Gurmeet Ram Rahim Sentencing: Rohtak Under Shutdown, Security Heightened in Haryana

A special CBI court will begin hearing arguments over sentencing at 2:30 pm in the district jail at Sunaria where the Dera Sacha Sauda chief is lodged.

Gurmeet Ram Rahim Singh. Credit: PTI

A special CBI court will begin hearing arguments over sentencing at 2:30 pm in the district jail at Sunaria where the Dera Sacha Sauda chief is lodged.

Gurmeet Ram Rahim Singh. Credit: PTI

Gurmeet Ram Rahim Singh. Credit: PTI

New Delhi: With the sentencing of Gurmeet Ram Rahim Singh scheduled for today (August 28), Haryana and Punjab have shut down schools and colleges, suspended mobile services and increased security around a Rohtak jail, where punishment will be handed out to the Dera Sacha Sauda chief who on Friday was convicted of rape. Shamli and Baghpat in western Uttar Pradesh are on high alert, while heavy police force has been deployed at the Haryana border, Firstpost reported.

According to a Hindustan Times report, a special CBI court will begin hearing arguments at 2:30 pm in the district jail at Sunaria where Singh is lodged. The sections under which the case against the self-styled godman has been registered entails a minimum punishment of seven years and a maximum of life imprisonment. All access to the jail has been blocked and close to 3,000 paramilitary troops have been stationed, according to NDTV.

Rohtak deputy commissioner Atul Kumar confirmed to Hindustan Times that 18 columns of the army were on stand-by and warned that those who made an attempt to initiate violence would be shot dead. Violent clashes had erupted in parts of Punjab and Haryana on August 25 after a CBI court in Panchkula found Singh guilty of rape in a case that goes back to 1999, leaving 38 dead and 250 injured. While 32 died in Panchkula – where the case was heard and which became the epicentre of the violence – others died in Sirsa, where the Dera ashram is based.

Amid the heavy violence and loss of life and property, the Haryana government and chief minister Manohar Lal Khattar came under criticism for excessive police firing and over the lack of adequate action to clear Panchkula of Dera followers. Khattar, on his part, defended his administration’s response to the riots saying that such violence would have occurred even if the Singh’s supporters had been evicted.
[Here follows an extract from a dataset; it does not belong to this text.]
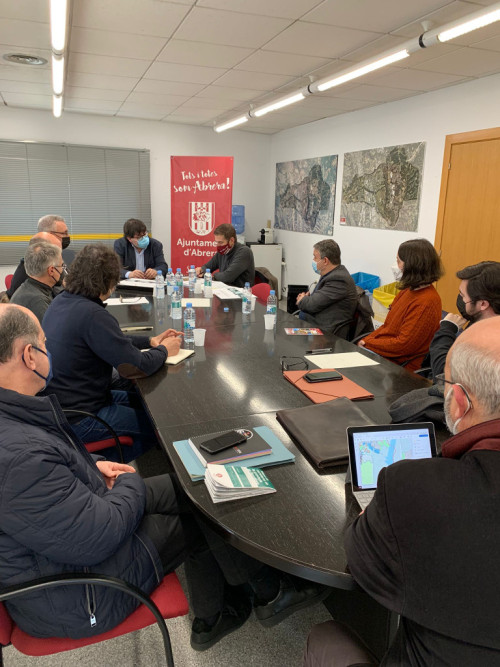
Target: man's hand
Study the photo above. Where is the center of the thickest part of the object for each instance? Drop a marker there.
(160, 338)
(111, 470)
(456, 319)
Haryana DGP B.S. Sandhu, who on August 24 was pulled up by the high court in Panchkula for allowing Singh’s followers to gather in large numbers, had assured that barring a few vehicles in Singh’s convoy others would not be allowed to enter Panchkula or the court premises. However, on the day of the conviction, over one lakh people had reportedly gathered outside the Panchkula court. The high court had even warned Sandhu that action would be taken if there was a repeat of the February 2016 violence in the wake of the Jat quota agitation, which had resulted in the death of 30.

Addressing the Panchkula riots, Prime Minister Narendra Modi on Sunday said, “Violence in the name of faith will not be tolerated and everyone will have to bow before the law.”